Global Family Law Services

U.S. Supreme Court to hear international child custody dispute from Cleveland area

December 10, 2019 | By Sabrina Eaton

WASHINGTON, D.C. – How should courts decide where a newborn will live when her parents are involved in an international custody dispute?

The U.S. Supreme Court will help figure that out Wednesday, as it weighs the case of a Northeast Ohio woman who had a baby in Italy with a husband she was divorcing amid claims of physical abuse.

At issue is custody of the four-year-old daughter that research biologist Michelle Monasky had in Italy with her former husband, Italian anesthesiologist Domenico Taglieri. Legal papers say the couple had a rocky relationship that included domestic violence. In April 2015, before the child was eight weeks old, Monasky and the baby moved into her parents’ home in Painesville. Taglieri sought custody of the baby, claiming Monasky abducted her.

In 2016, Cleveland-based U.S. Judge Solomon Oliver Jr., ruled the child should return to Italy because that was her “habitual residence” under the Hague Convention on child abduction. Monasky returned to Italy to be near the child, who is called “A.M.T” in legal papers, while custody lawsuits continued. Monasky’s attorney, Andrew Zashin, says she has limited visitation rights with the child in a “totally unjust situation.”

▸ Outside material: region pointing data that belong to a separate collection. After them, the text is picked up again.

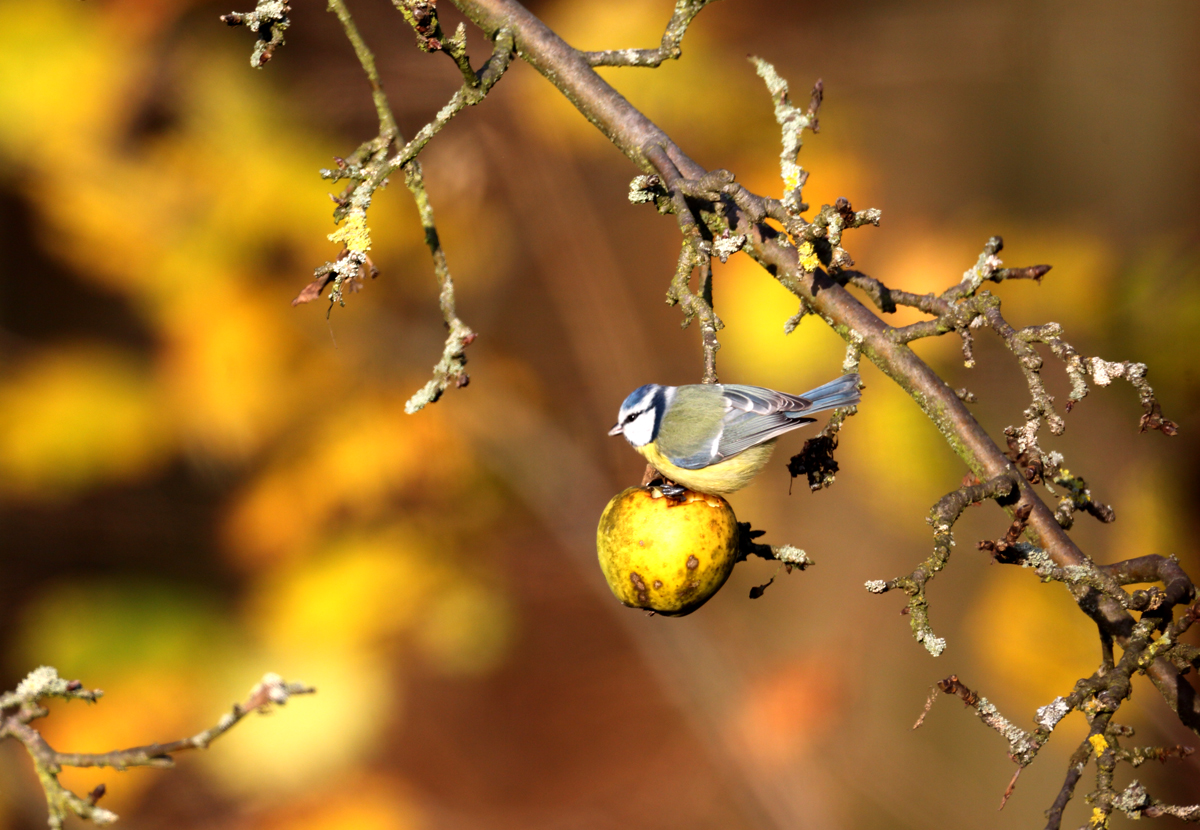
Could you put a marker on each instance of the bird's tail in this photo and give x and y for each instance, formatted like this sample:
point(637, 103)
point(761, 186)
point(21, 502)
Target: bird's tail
point(840, 392)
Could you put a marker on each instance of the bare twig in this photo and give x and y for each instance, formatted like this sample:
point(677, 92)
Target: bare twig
point(269, 20)
point(685, 11)
point(19, 708)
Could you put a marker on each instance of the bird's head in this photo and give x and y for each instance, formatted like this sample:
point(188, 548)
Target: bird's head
point(641, 415)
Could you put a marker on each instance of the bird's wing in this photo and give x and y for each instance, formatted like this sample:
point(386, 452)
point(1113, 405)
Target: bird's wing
point(756, 415)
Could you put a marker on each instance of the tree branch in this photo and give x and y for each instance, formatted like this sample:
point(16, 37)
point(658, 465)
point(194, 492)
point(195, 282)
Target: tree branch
point(23, 705)
point(633, 133)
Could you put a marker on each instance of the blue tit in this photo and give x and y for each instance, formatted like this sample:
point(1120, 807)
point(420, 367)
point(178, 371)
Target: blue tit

2017 decision by the the Sixth Circuit U.S. Court of Appeals ratified the child’s transfer to Italy, upholding Oliver’s determination that Italy was the child’s “habitual residence” and ruling that Monasky didn’t prove any “grave risk” to A.M.T. because of the past domestic abuse allegations against Taglieri. Monasky appealed the case to the U.S. Supreme Court, contending that the baby’s “habitual residence” was decided incorrectly because the couple hadn’t decided where to raise the child and the child was too young to be attached to Italy when she left.

“This woman was subjected to domestic violence,” said Zashin. “There is no way to separate that when you consider shared parental intent. As soon as she was able to physically leave, she left with an 8-week-old and filed for divorce.”

A brief filed by U.S. Solicitor General Noel J. Francisco said the appeals court did not properly review how the child’s habitual residence was decided and that court should vacate the appellate decision.

Organizations for family lawyers filed legal briefs to express concern that reversing the lower court decisions will undermine the return of children who are abducted in custody disputes, while a coalition of groups that fight domestic violence argued that upholding the lower decision would force parents who flee domestic violence to turn their children over to abusive partners.

Taglieri’s lawyers say the appeals decision should be left intact. They said that ordering the return of a child to his or her country of habitual residence does not determine the final custody arrangement for the child; it “allow[s] the courts of the home country to decide what is in the child’s best interests.”

“The district court focused part of its analysis on evidence relating to the parents’ intent, finding based on that factor that Italy was A.M.T.’s habitual residence,” say Taglieri’s legal briefs. “There is no basis for disturbing that determination.”

A Cleveland-based attorney for Taglieri, John D. Sayre, said he believes the court might have taken the case because it wants “to announce some definite standards to eliminate some of the confusion” in adjudicating international custody matters that involve infants. If the court decides that A.M.T’s habitual residence was incorrectly decided, Sayre said Oliver would have to review his decision.

Zashin said his client hopes the Supreme Court’s decision will result in the child’s return to Ohio.

“Sense, decency and justice are on our side,” said Zashin.